Como todos los sábados, llegas a casa con la compra semanal. Sólo que hoy, además de la carne, pescado, frutas, verduras y demás, has cargado con un aparato que estaba en súper oferta en la sección de pequeños electrodomésticos del hipermercado: un robot de cocina que por 49’99 euros hará que olvides el delicioso pollo con pasas que guisa la hermana de tu cuñada, o ese bizcocho con canela que hornean en la pastelería de la calle Olmedo y tanto te gusta.

Ya tenías ganas de un aparato de estos. Que estás harto de ver, sentir y padecer tanto espectáculo culinario en la tele. Últimamente no se habla más que de masterchef, superchef, niñochef, womanchef. Y tú te has dicho que para qué tanto cerebrito gastronómico, si la robótica es capaz de poner en tu casa un cocinero capaz de superar al mismísimo Arguiñano. Y aquí te ves, haciendo de pinche de tu “maestro de cocina mecánico”, que aguarda sobre la encimera a que le suministres las viandas necesarias para que comience a demostrarte su dominio del guiso y la repostería.

Pero claro, tú no has nacido sabiendo lo que antes no has aprendido; y tu robot de cocina ha aprendido a cocinar, pero no a programarse. Así que agarras el manual de instrucciones y comienzas a leerlo para conocer sus partes, características y funciones.

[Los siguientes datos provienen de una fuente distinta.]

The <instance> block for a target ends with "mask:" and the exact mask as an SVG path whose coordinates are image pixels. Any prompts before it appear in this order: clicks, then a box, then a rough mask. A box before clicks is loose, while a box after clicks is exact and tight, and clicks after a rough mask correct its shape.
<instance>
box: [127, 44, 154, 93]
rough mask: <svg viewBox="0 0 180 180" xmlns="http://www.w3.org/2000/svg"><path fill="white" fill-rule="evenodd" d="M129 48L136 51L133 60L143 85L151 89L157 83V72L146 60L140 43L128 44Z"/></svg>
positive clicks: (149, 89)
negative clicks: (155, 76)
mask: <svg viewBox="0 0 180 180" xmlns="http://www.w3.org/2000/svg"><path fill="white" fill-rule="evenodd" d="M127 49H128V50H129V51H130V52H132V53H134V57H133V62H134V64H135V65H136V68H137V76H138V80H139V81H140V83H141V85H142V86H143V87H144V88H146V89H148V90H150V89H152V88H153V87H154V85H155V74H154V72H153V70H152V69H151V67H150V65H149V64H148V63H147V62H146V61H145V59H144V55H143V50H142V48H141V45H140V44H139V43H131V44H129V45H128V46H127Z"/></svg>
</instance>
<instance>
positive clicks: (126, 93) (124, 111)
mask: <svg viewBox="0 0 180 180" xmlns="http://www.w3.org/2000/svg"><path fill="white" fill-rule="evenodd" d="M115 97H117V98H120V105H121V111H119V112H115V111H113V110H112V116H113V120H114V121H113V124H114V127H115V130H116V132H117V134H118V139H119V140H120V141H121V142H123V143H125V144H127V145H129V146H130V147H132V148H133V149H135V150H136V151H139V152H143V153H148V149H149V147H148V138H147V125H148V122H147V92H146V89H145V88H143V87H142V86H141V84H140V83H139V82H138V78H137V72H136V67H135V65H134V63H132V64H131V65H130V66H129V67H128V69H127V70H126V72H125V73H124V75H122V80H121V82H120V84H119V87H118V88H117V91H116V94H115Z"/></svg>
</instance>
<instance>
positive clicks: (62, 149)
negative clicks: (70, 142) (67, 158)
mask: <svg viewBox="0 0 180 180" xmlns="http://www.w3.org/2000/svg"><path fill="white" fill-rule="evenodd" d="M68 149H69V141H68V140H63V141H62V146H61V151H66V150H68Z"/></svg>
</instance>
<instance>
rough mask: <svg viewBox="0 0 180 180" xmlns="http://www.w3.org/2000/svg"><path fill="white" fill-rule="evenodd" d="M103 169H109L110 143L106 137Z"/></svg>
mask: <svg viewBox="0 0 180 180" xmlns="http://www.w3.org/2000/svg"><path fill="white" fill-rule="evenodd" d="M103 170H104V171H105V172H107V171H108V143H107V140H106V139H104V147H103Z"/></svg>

Trascurrida una hora de lectura, sólo sabes que no sabes nada. Y te preguntas quién habrá escrito ese manual de instrucciones, que más bien parece un texto perverso escrito para poner a prueba tu capacidad intuitiva. Te armas de paciencia, y vuelves a leer las instrucciones; luego de atrevimiento, y comienzas a manipular los botones del bicho. Compruebas el funcionamiento de cada botón. Todo bien. Añades los ingredientes. Un poco de esto, un tanto de lo otro, la mitad de este poco, una cucharada de ese mucho, y a funcionar. Que sea lo que Dios quiera. Y Dios quiere que te quedes sin comer, porque no has debido programar bien el robot. Algo has hecho mal. Todo porque el maldito manual lo ha escrito el más tonto de la clase.

Mientras te preparas un bocadillo, te entra la congoja al recordar que pronto tendrás que cambiar la lavadora.